Fu l'infanzia di Bartolomeo, come quella della maggior parte degli uomini segnalati, disastrosa. Studiava egli ancora gramatica nei monti del Bergamasco, allorchè il furore di parte ghibellina gli rapiva il padre, gli averi, la patria ed un fratello. Restavagli la madre e questa pure sotto pretesto di certi antichi crediti venne fatta imprigionare dal Benzoni, tiranno di Crema, e tenuta tanto tempo in carcere, finchè non gli cedette tutti i suoi beni dotali. Fra queste amarezze Bartolomeo entrò nell'adolescenza : però mirando la Lombardia a motivo della morte del duca Gian Galeazzo Visconti tutta in una faccia e in uno spettacolo di guerra, deliberò di uscire da quella miseria, che gli veniva resa più acerba dalla ricordanza del primiero suo stato, e s'introdusse in qualità di paggio ai servigi di Filippo Arcelli signore di Piacenza.
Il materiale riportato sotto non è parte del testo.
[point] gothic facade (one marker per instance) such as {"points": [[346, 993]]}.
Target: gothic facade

In capo a due anni il Carmagnola venne ad accamparsi coll'esercito del duca di Milano sotto Piacenza, ed intimò all'Arcelli di render senza dimora la città, se pur non preferisse contemplare coi proprii occhi l'estremo supplizio del figliuolo e del fratello di lui, che erano stati fatti prigionieri. L'Arcelli stette saldo a difendersi. Tuttavia il sangue di quegli innocenti non bastò a liberarlo dalla necessità di ar

rendersi più tardi. Perduta adunque Piacenza, Filippo passò nel Friuli a servigio dei Veneziani, Bartolomeo Colleoni recossi nella Puglia alle tende di Braccio che, datogli un cavallo, il ricevette tra i suoi ragazzi, ossia valletti.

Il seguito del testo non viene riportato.